Niewidoczni bezdomni na ekspresyjnych portretach Lee Jefferiesa
Marcin Falana
„Wszyscy przechodzą jakby bezdomni byli niewidoczni. Ja przemagam strach pokazując ludziom, że to tacy sami ludzie jak ja i ty” - pisze o swoim projekcie Lee Jeffries.
Jak pisze fotograf: „Mogłem po prostu odejść zakłopotany, albo podejść i przeprosić.” Jeffries wybrał to drugie, przeszedł przez ulicę i usiadł z kobietą. Osiemnastolatka z cerą zniszczoną narkotykami opowiedziała fotografowi swoją historię: jej rodzice zmarli, pozostawiając ją bez domu. Teraz mieszka na ulicach Londynu.
To doświadczenie miało ogromny wpływ na fotografa, który postanowił skupić się na temacie bezdomnych, jednocześnie określił swoje podejście do robienia zdjęć. Nie chciał wykorzystywać tych ludzi, kradnąc ich wizerunek jak robi to wielu fotografując ich z ukrycia.
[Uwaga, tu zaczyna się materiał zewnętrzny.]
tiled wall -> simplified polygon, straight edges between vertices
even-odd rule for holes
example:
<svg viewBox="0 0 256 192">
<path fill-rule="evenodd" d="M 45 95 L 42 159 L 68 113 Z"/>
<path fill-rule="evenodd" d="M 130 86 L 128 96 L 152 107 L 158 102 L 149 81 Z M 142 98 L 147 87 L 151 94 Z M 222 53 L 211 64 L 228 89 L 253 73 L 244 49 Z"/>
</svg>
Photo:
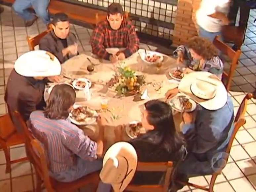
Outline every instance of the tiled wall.
<svg viewBox="0 0 256 192">
<path fill-rule="evenodd" d="M 160 23 L 152 24 L 143 21 L 143 19 L 139 18 L 153 18 L 156 20 L 174 24 L 176 18 L 177 1 L 164 0 L 160 2 L 151 0 L 72 0 L 105 9 L 113 2 L 119 3 L 122 6 L 124 10 L 139 18 L 133 19 L 137 31 L 165 39 L 172 39 L 173 24 L 170 24 L 169 27 L 165 27 L 161 26 Z"/>
</svg>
W celu wykonania intymnych portretów Jeffries stara się podejść indywidualnie do każdego. „Muszę zobaczyć jakiś rodzaj emocji. Specjalnie patrzę na oczy, kiedy to widzę, poznaję to i czuję, tak powtarzam ten proces w kółko.” Fotograf stara się, aby relacje były jak najbardziej nieformalne. „Wszyscy przechodzą jakby bezdomni byli niewidoczni. Ja przemagam strach pokazując ludziom, że to tacy sami ludzie jak ja i ty.”